Dans le délai prévu au premier alinéa, tout membre d'une assemblée de province ou du congrès est tenu d'adresser au haut-commissaire de la République une déclaration certifiée sur l'honneur exacte et sincère comportant la liste des activités professionnelles ou d'intérêt général, même non rémunérées, qu'il envisage de conserver ou attestant qu'il n'en exerce aucune. Cette déclaration énumère également les participations directes ou indirectes qui confèrent le contrôle d'une société, d'une entreprise ou d'un organisme dont l'activité consiste principalement dans la fourniture de prestations de conseil. En cours de mandat, il doit déclarer dans les mêmes formes tout élément de nature à modifier sa déclaration initiale. Ces déclarations sont publiées au Journal officiel de la Nouvelle-Calédonie.

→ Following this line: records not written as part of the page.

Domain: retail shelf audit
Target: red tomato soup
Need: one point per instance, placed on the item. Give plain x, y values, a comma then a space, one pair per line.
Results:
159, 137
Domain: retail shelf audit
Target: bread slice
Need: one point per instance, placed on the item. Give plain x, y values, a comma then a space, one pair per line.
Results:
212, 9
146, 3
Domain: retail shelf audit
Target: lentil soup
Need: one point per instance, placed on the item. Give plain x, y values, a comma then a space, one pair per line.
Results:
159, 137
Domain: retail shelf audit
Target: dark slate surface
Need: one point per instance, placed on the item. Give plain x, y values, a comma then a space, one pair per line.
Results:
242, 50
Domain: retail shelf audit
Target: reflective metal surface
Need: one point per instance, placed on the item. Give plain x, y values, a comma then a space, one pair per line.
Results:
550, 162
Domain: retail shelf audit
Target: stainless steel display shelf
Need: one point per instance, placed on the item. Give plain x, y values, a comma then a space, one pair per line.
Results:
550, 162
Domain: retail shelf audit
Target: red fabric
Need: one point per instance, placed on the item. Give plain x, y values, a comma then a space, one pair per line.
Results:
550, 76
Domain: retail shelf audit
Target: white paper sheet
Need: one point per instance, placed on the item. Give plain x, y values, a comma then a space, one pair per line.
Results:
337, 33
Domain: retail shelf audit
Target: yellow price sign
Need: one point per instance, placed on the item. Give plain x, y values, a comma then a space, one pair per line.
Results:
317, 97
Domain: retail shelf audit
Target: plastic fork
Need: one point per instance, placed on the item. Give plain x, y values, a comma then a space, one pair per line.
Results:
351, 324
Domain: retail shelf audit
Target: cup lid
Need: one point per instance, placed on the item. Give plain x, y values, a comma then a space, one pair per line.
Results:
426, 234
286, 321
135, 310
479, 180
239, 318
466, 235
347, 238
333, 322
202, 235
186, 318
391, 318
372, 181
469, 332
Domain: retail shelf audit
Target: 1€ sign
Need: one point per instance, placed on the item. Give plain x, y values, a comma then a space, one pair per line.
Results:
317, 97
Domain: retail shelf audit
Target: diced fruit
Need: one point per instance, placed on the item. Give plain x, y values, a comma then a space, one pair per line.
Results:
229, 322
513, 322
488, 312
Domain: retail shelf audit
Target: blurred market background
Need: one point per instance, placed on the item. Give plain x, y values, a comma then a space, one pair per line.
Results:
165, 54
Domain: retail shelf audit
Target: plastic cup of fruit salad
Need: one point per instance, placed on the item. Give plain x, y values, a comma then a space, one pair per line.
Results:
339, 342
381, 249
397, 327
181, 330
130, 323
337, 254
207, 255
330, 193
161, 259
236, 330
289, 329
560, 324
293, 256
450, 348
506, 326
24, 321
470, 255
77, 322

Le haut-commissaire de la République examine si les activités ainsi déclarées sont compatibles avec le mandat de membre de l'assemblée de province ou du congrès. S'il y a doute sur la compatibilité des fonctions et activités professionnelles ou d'intérêt général exercées ou en cas de contestation à ce sujet, le haut-commissaire, l'auteur de la déclaration ou tout autre membre du congrès ou de l'assemblée de province concernée saisit le Conseil d'Etat, statuant au contentieux, qui apprécie si le membre du congrès ou de l'assemblée de province intéressé se trouve dans un cas d'incompatibilité.

Par dérogation aux dispositions qui précèdent, le membre d'une assemblée de province ou du congrès qui a méconnu l'une des interdictions édictées au dernier alinéa de l'article 101 et aux IV à IX de l'article 196 est déclaré démissionnaire d'office, sans délai, par le Conseil d'Etat, à la requête du haut-commissaire de la République ou de tout membre du congrès ou de l'assemblée de province intéressée. La démission d'office n'entraîne pas d'inéligibilité.